(EnviroNews Utah) – It’s coming down to the wire on what some are calling the most critical environmental issue in Utah state history. Republican Governor Gary R. Herbert is poised to sign off on what has now been coined the Snake Valley Water Grab, which aims to ship off as much 43 billion gallons of water per year, to neighboring Nevada for use in one of America’s most environmentally ill-conceived cities.
The agreement on the table between Utah and Nevada, the two driest states in the country would aim to siphon off up to 132,000 acre feet of precious water per year from Utah’s Snake Valley, and pump it South down a 285 mile long pipeline into water-thirsty Las Vegas. The 15 billion dollar pipeline proposal is being called nothing more than a “drinking straw” that would serve to rob precious water from a dry and ecologically sensitive area, in order to ship it to a place that many conservationists say, should have never been built in this location in the first place.

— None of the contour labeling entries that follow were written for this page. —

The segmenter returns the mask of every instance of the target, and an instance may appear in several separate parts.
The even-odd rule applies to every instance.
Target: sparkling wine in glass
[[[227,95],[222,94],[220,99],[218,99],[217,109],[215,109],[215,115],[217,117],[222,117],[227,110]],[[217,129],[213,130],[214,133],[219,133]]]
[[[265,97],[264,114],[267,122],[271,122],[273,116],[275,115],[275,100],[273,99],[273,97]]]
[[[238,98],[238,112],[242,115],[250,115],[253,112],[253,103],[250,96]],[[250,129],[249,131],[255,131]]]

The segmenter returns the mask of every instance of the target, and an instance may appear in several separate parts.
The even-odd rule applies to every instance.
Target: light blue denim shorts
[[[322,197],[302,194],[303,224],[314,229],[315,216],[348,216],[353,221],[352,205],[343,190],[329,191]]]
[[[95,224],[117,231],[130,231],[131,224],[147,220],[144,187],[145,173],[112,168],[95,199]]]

The greasewood plant is the glue if you will, that holds the desert floor together in the arid Northern Great Basin, and scientists warn that draining the ancient aquifers under the Snake Valley in Western Utah could render the area devoid of this, and other critical vegetation. The annihilation of native foliage would likely and subsequently result in the creation of a massive and deadly dust bowl, positioned upwind from densely populated areas along the Wasatch Front in Northern Utah.
This past winter, cities along the Wasatch Front were plagued with the worst air quality in the United States making headlines around the nation and the world. Some experts are sounding the alarm and claiming that the subsequent dust bowl that would ensue from draining the aquifers under the Snake Valley could set off an environmental disaster of unparalleled magnitude for the Salt Lake Valley . Resultant dustbowl disasters from water diversion projects in Owens Valley, California, and the Aral Sea in Uzbekistan are being cited as examples of what to expect if the precious liquid in these critical aquifers is sold to water-hungry Las Vegas for the purpose of ensuring dozens of golf courses stay green, and casino water fountains keep flowing.
Dr. Brian Moench, and the Utah Physicians for a Healthy Environment have championed the voice of opposition in regards to the Pipeline Agreement, a massive environmental issue that until recently has remained relatively quiet in the media. Moench said this in a recent op-ed in the Deseret News:
“The 15 billion dollar straw is only a one time source of water. Once the aquifers have been depleted, in 50 years they’ll have an even worse water deficit than they have now, because Las Vegas will be even bigger, but with no more water than when they started. Longterm, it is a recipe for disaster for both Nevada, and Utah.”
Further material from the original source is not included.